Route 53 - I don’t know but someone said I should have this.

* Elastic Load Balancing - For, well, load balancing.

2) SCRIPTS…

* A script that would back up the database once a day and save it to a private S3 Bucket.

* A script that will run once a day that calls an internal API, and POST a query to it.

* A script that runs once every 90 days, to refresh the SSL using ZeroSSL.com

Is there anything that I've missed such as security systems, firewalls, auto scaling and CDNs?

The quotes that I've received arranged from $320 to $64,000. I know I am being abused because of my ignorance. I would never overcharge someone because the customer doesn't know the efforts of the work. I hope someone here can help to understand the efforts needed and can tell me the true cost.

Thank you

Comments
  • 3
    Low end is someone who doesnt value their skills and you shouldn't either.

    Upper end seems the high end of correct. They seem to have the timeline right and estimated 2 months at $200/hr.

    I would scope a contract with deliverables and a time frame.
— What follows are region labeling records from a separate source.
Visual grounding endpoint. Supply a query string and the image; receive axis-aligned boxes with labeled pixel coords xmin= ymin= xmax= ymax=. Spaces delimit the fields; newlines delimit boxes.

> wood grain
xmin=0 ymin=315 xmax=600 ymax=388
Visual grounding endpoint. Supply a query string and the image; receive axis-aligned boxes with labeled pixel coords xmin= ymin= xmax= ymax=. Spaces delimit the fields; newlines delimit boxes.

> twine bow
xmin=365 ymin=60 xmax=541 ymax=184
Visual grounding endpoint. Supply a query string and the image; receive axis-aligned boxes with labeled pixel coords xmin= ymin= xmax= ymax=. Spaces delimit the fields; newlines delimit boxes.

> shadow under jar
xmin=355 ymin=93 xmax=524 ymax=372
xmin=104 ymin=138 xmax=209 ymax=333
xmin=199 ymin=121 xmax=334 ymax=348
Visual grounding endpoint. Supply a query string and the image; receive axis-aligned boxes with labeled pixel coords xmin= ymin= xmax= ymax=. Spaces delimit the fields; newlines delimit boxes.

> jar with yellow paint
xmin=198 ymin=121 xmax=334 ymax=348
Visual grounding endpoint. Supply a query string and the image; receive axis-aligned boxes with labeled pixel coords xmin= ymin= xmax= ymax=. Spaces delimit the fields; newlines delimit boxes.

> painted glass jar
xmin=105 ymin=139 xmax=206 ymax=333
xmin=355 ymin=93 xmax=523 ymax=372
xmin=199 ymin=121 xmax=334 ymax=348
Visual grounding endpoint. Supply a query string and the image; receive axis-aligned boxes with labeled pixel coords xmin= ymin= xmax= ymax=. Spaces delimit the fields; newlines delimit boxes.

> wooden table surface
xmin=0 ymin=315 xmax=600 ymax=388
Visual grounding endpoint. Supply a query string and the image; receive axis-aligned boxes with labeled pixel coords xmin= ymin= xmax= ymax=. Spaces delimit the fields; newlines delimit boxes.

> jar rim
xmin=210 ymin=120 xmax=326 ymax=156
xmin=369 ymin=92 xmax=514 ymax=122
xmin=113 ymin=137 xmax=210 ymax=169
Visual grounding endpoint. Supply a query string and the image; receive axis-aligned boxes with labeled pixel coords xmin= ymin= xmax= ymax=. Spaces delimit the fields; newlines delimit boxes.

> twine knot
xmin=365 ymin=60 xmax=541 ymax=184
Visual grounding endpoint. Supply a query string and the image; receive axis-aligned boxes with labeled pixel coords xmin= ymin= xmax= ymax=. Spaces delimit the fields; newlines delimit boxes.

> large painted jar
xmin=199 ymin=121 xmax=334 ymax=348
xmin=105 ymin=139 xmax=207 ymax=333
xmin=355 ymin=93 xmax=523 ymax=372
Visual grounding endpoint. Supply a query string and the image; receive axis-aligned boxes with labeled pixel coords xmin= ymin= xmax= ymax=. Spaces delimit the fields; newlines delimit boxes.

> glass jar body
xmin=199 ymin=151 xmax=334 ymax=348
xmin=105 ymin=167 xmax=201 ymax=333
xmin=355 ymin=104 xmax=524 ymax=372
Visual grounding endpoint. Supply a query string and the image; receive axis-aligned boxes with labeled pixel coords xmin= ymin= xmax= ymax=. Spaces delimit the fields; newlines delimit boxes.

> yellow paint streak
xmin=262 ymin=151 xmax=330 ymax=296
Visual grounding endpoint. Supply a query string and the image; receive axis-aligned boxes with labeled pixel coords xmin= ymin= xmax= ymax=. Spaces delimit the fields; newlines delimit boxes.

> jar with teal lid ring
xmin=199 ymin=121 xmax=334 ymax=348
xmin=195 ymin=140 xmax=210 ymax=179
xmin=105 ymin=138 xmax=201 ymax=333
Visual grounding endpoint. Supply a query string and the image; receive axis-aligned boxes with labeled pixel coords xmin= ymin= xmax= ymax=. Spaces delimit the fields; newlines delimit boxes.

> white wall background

I would say all of that should take less than 2 months if it's just what you describe.

    Cost, 100 to 200 freedom bucks an hour sounds about right for a short gig and a top level resource. Low end is going direct, high end is through a firm assigning a resource.

    Generally the longer the engagement the better the rate. Shorter engagements end up paying a fee assuming a dry spell at the end of it.
  • 1
    Terraform will be your friend
  • 2
    I hope this info might help,

    I'm an AWS Certified Solutions Architect (Associate) and I personally charge about 80-125 an hour depending on how big the project is. If there's less than 160 hours of billable time on a project I would try to aim for 100-125, and if it's over 160 billable hours then I drop the price down to 80.

    I work in AWS everyday and depending on how production ready your code is will determine how quickly you can setup infrastructure in AWS to serve it. Without knowing the finer details of your application code, or database requirements, or networking; it's a little difficult to say exactly how long it would take. Scripts shouldn't be too bad either. About 3-4 weeks would be a fair estimate. Make sure they understand AWS costing.

    I'm working on a large project now to reduce my company's AWS bill. I've managed to save a little over 9k a month. You will want an engineer that can make sure your monthly bill is as low as possible. AWS gets really expensive, fast!
  • 1
    I have some knowledege with aws and most of you the things you mentioned may not even be required.

    Like, you don't need zerossl nowadays cause let's encrypt provides it's own certbot for linux machines.

    If you're going for auto scaling I'd recommend using spot instances (a lot cheaper 70% of on demand).

    Cloudflare(free version) never gave me a problem with cdn, but if you're using s3 buckets then to host images then you can't use cloudfalre with it.
    Your option will be using cloudfront(aws' CDN).

    And yes, in my experience the prices are resonable
  • 0
    Exactly!
    I learnt it hard way when I found out digital ocean takes 5$ while aws gives same instance for 10$~ (after free tier)

    There're new options like t3.nano (2 cores and 0.5 gb ram) but haven't tried it on on-demand yet

    And yea, data transfer rates are bitch.
    Your cost 5 spot instances will be less than the monthly data transfer rates if you're servers hit traffic
  • 1
    @molaram
    In my experience it comes down to the storage strategy and data retention more than anything else. If they don't have true data lake, snapshot+aggregate and a pervasive archival strategy to allow for removal of old data to slower static storage, and have monster clusters where every record since the beginning of time is active indexed state data in second form normalization, AWS will eat their lunch.

    Those same companies tend to do things like run reports from application databases and not segregate read stores from query stores, and think Kafka refers to existentialist literature.